La crisi, le proteste: cosa sta accadendo a Cuba

Trent’anni fa Fidel Castro, davanti allo stop degli aiuti sovietici, in seguito alla dissoluzione dell’URSS, rilanciò una politica di austerity "Periodo especial". Un’austerità necessaria per la sopravvivenza della patria e per la realizzazione della Revolucion. Lo slogan era “Patria o muerte”.

Negli ultimi due anni, però, la situazione è precipitata: sono aumentate le deprivazioni e altri fattori hanno contribuito alla crisi cubana.

L’emergenza sanitaria, l’embargo degli Stati Uniti, la crisi del Venezuela - che non può garantire barili di greggio - hanno catalizzato il malcontento. Impossibile contenere ora il dissenso della popolazione.

Si sono rivelate insufficienti le riforme annunciate dal Presidente Diaz-Canel, spesso nemmeno mantenute. La risposta alle proteste non si è fatta attendere: autocarri blindati con mitragliatrici sono scese in piazza.

Secondo il Presidente però la protesta non è spontanea. Ci sarebbe un “grande attore” che muove le pedine sulla scacchiera: gli Stati Uniti.

Le accuse di Diaz-Canel: dietro le proteste di Cuba c’è l’America

Gli Stati Uniti vogliono provocare disordini sociali

Sarebbero queste le parole del Presidente Diaz-Canel riguardo alle proteste che agitano il paese. Secondo il governo cubano, infatti, dietro le manifestazioni si celerebbe la mano della Cia americana, ricordando il periodo della guerra fredda, in cui America e Russia si nascondevano dietro i disordini sociali e le guerre in altri paesi.

Il clima di tensione tra l’America e Cuba non si è mai definitivamente sciolto. Dopo la “crisi dei missili”, del 1962, ancora oggi vige un embargo su Cuba. Embargo a cui il presidente Biden avrebbe dato un altro giro di vite aggravando la crisi.

La risposta di Biden alla crisi di Cuba

La campagna elettorale del Presidente Joe Biden è ruotata attorno all’importanza dei diritti universali, riproponendo gli Stati Uniti come difensori dei diritti umani. Davanti alle proteste di Cuba, quindi, la Casa Bianca non si è tirata indietro e ha replicato duramente:

Gli Stati Uniti chiedono libertà di espressione e di riunione a Cuba e condannano fermamente qualsiasi atto di violenza o volto a prendere di mira manifestanti pacifici che esercitano i loro diritti universali.

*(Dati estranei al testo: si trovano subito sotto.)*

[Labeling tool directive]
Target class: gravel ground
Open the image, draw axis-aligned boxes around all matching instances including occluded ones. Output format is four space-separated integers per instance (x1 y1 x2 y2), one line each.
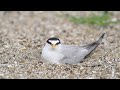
0 11 120 79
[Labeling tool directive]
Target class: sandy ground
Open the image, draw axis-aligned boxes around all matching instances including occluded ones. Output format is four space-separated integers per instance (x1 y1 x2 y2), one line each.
0 11 120 79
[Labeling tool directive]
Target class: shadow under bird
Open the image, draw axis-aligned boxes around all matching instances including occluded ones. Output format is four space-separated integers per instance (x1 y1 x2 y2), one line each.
41 33 105 64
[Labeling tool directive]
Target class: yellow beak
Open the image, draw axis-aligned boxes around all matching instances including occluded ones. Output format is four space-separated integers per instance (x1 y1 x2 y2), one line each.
52 44 56 48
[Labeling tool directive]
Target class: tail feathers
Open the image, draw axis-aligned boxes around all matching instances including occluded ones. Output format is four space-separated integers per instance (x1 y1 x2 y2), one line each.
85 33 105 58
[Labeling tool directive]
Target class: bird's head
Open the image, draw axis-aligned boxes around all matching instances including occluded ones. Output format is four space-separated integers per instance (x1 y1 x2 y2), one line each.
47 37 60 49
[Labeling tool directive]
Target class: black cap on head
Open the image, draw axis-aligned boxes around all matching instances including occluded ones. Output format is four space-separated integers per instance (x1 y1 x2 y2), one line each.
47 37 60 45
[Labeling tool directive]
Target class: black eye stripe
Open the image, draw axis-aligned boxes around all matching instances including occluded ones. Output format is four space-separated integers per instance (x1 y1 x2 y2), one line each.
47 37 60 45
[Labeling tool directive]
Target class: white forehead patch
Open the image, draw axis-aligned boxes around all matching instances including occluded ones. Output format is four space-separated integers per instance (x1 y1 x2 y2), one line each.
49 40 59 44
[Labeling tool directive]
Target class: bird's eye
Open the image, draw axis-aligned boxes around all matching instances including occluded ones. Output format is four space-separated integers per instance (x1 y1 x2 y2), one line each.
56 42 60 45
47 40 52 44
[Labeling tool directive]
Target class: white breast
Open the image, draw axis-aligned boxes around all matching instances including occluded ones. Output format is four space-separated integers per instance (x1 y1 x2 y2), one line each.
42 45 63 64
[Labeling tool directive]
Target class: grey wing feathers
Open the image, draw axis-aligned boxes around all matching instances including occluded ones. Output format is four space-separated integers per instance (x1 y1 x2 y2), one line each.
84 33 105 58
60 33 105 64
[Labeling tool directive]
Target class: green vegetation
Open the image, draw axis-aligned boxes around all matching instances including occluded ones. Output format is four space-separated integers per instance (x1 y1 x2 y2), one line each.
69 12 118 26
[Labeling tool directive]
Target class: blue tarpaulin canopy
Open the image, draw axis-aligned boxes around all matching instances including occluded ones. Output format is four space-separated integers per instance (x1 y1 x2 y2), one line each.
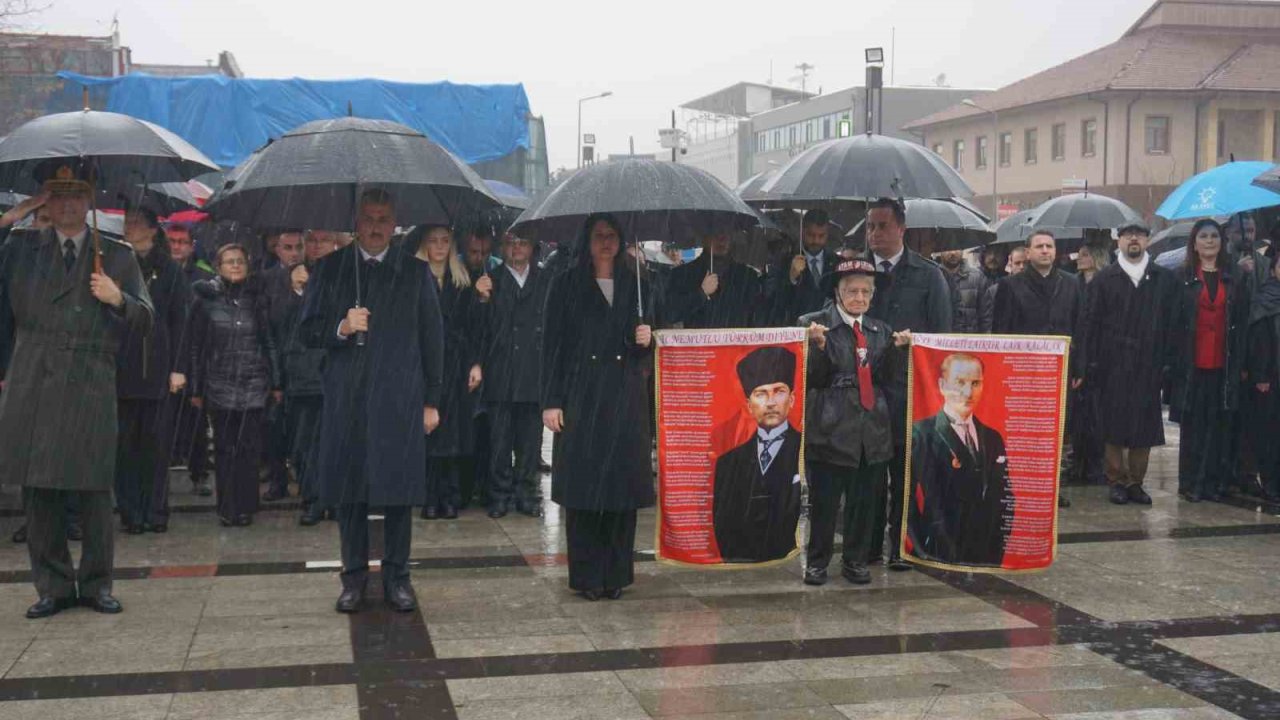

Il tweet del Consigliere per la sicurezza nazionale Jake Sullivan ha provocato forti dissensi da parte delle autorità governatrice cubane. Secondo il ministro degli Esteri cubano Bruno Rodríguez gli USA non avrebbero autorità politica, e soprattutto morale, per parlare di Cuba:

Il suo governo ha stanziato centinaia di milioni di dollari per promuovere la sovversione nel nostro Paese e attua un blocco genocida, che è la causa principale delle scarsità economiche

Sulla crisi di Cuba interviene il Cremlino

Se gli Stati Uniti sono scesi in campo non poteva tardare l’ex alleato di Cuba: la Russia.

La portavoce del ministero degli esteri russo Maria Zakharova parlando della situazione politica a Cuba ha voluto mettere in guardia: per la Russia è inaccettabile qualsiasi forma d’interferenza esterna negli affari interni di uno Stato o “di qualsiasi azione distruttiva che incoraggi la destabilizzazione della situazione sull’isola”.

Il grande alleato di Cuba: la Cina

Il sostegno più atteso dall’establishment cubano è stato quello della Cina. Dagli anni ’60, infatti, la Cina è stato uno dei primi attori con cui Cuba ha intrapreso un rapporto diplomatico.

Negli anni la Cina, grazie al turismo e non solo, ha sostenuto Cuba. Durante la pandemia ha richiesto, ad esempio, una squadra di medici sul campo cinese. Il governo di Pechino ha dunque espresso un fermo sostegno a Cuba nella lotta al Covid-19 e ha chiesto agli Usa la revoca dell’embargo.

È proprio sull’embargo che insiste la Cina:

L’embargo è la causa principale della carenza di medicinali ed energia. [...] Washington deve revocare del tutto l’embargo e svolgere un ruolo positivo perché il popolo cubano superi la pandemia.

Il clima di scontro diplomatico non è passato inosservato e se ai molti può sembrare il copione degli scontri all’epoca della guerra fredda, gli analisti hanno confermato che si può parlare a tutti gli affetti una proxy war.

I riflettori ormai sono accesi, bisogna solo aspettare l’evoluzione della protesta.